Monty plants Pelagonias in terracotta pots. Pelagonias are of course famous for their scent – merely brushing against the plants releases a super scent.
When planting Pelagonias it should be remembered that in order to get the very best from them their roots should be slightly constricted. With this in mind, two plants are put into each pot.
When it comes to soil type, these plants like well drained but fairly rich soil. The mixture Monty uses is general purpose peat free compost, grit and ¼ - 1/5 sieved garden soil.
We’re all familiar with Lavender, which really is a true Mediterranean plant which loves sunshine, great drainage and poor soil.

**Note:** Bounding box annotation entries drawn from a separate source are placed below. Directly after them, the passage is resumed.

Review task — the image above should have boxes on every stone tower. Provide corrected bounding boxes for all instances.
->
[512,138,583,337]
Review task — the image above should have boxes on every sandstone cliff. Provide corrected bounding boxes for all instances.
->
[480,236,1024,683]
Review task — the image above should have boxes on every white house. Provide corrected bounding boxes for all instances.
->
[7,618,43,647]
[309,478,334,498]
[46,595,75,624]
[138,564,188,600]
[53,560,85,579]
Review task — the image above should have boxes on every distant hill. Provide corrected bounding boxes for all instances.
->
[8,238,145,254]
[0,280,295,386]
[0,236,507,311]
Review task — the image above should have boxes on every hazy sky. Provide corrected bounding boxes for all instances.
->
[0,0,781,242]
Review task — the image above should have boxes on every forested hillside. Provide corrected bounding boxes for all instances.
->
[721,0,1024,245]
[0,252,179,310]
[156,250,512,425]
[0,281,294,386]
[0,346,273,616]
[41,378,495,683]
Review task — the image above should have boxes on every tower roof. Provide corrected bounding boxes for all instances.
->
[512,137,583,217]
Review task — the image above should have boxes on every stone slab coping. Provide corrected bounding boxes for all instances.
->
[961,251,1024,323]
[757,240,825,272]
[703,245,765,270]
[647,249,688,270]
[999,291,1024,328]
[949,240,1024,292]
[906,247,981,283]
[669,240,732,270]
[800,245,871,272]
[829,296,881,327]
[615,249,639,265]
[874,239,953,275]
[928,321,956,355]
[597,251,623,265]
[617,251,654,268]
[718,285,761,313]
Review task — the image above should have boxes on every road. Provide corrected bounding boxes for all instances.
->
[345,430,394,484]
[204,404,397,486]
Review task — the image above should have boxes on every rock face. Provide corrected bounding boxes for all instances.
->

When potting up Lavender Monty recommends a potting mix with extra grit. Garden compost with peat in should never be used for Lavender as it is too acidic – Lavender loves alkaline soil.
Jobs for this week
- Tie in and untangle the tendrils of Clematis as they grow
- Lift and divide any Primroses you are lucky enough to have in your garden
- Pick out growing tips of Dahlias to encourage side shoots and hence more flowers
Today’s ‘clinic’ goes to Mere in Wiltshire where a lady is having trouble deciding what to plant around her rather large wooden pergola.
First take your pergola…
As the pergola can be seen from the sitting room as well as when they are out in the garden, Carol agrees that a super feature should be made of this sturdy wooden pergola.
At the moment a few small plants are grown around it, none of which really suits or does justice to either the pergola or themselves.
Dress your pergola
Having been a florist myself I adore ivy for all its different uses but to some people it may feature alongside weeds! Carol however obviously shares my view as she recommends a mixture of dark green variegated ivy to climb up the pergola giving it a rather dramatic effect.
She also suggests that to give colour they could also consider planting something like ‘Morning Glory’ with its rich purple flowers or even Sweet Peas to make full use of this charming structure.
Joe visits a superb garden in East Sussex where the designer Ian Kitson has made the garden echo and melt into the countryside around it.
This garden is full of sweeping curves and beguiling sunken walkways which lead down to a pond at the very bottom.
Made from the natural limestone which abounds in the area the garden does not look out of place with the house which is also made of the same materials. In my view (but not being an expert of course!) the stone in the garden needs to weather a lot more in order to truly be in keeping with the residence.
The garden consists of a contemporary sunken area as a centrepiece, from which leads a winding path to the pond. The centrepiece is a super place to sit and look out over the surrounding countryside and I suspect that being sunken it is also sheltered from the wind.
This garden and others like it are open on the 26th of May so it would be well worth your while to visit one if there is any in your area.
Other gardens open to the public on the 26th May are in Winchcombe, St Neots and Southwark.